What to Watch For in Served Him Right
One reviewer raised a concern about a component of the plot that requires some suspension of disbelief, they described it as something that disrupted their engagement once they encountered it, though they chose not to spoil what it was. Without more specific information, I can only note that Unger builds a world with some unusual operational premises, and listeners who need their thrillers to be strictly realistic should be aware that the novel’s central mechanism has elements that require acceptance of its own internal logic.
The book is also not a straightforward whodunit. The question is not primarily who is responsible but what the accountability for what is responsible actually means, whether a network that dispenses extra-legal justice for wrongs that the legal system has failed to address is a moral solution or a moral problem. That ambiguity is more interesting than a clean answer would be, but it means the resolution will not satisfy listeners looking for simple moral clarity.
Who Should Listen to Served Him Right
Ideal for readers of psychological and domestic thrillers who want their genre fiction to carry genuine literary ambition. Fans of Unger’s previous work, The Red Hunter, Under My Skin, will recognize her voice and find this among her more original constructions. The botanical research angle and the female solidarity themes will appeal to listeners who enjoyed Silvia Moreno-Garcia’s work or the darker edges of women’s fiction. Those who prefer their thrillers faster and lighter, or who need clear moral resolution, may find the book’s moral complexity more demanding than entertaining.
Frequently Asked Questions
What makes the multi-cast narration better suited to this book than a single narrator would be?
The thriller’s structure moves between Ana’s perspective, Vera’s, and the investigation as it pulls in multiple voices. The ensemble cast of Kristen Sieh, Vivienne Leheny, and Brittany Pressley makes those shifts immediate and legible rather than requiring the listener to track who is speaking. For a book where the secrets among these women are the point, hearing distinct voices carry distinct levels of knowledge and concealment adds genuine dimension.

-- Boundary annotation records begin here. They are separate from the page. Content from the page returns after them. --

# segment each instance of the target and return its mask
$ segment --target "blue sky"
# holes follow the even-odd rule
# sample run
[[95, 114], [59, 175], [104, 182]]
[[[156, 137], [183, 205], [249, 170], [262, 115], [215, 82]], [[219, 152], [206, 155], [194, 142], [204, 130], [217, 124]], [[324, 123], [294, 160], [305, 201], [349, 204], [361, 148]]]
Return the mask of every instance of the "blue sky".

How central is the botanical and herbalism research to the thriller’s plot?
Very central and very specific. The vengeance network at the heart of the plot uses plant-based means that are grounded in real pharmacological properties. One reviewer specifically praised the depth of the research as transforming the plot mechanism from a genre convention into something genuinely unsettling. If you have interest in botany, herbalism, or the history of plant-based medicine, that layer will be a particular reward.
Is the book’s moral framing of the vengeance network clear, or does Unger leave it ambiguous?
Deliberately ambiguous, and that is what makes the book interesting. The network dispenses justice for wrongs that legal systems have failed to address, the moral calculus is uncomfortable because the target and the methods are both defensible under certain frameworks and indefensible under others. Unger does not resolve the ambiguity into a clear position, which will frustrate some listeners and reward others.
What is the relationship between Ana and Vera, and how does it affect the investigation?
They are sisters, and the investigation forces to the surface a “long-buried history” that the synopsis mentions but does not detail. Their shared past is gradually revealed as the investigation progresses, complicating both their alliance and their motivations. The sister dynamic gives the thriller an emotional core that goes deeper than the plot mechanics, and Sieh and the ensemble handle the scenes between them with appropriate tension.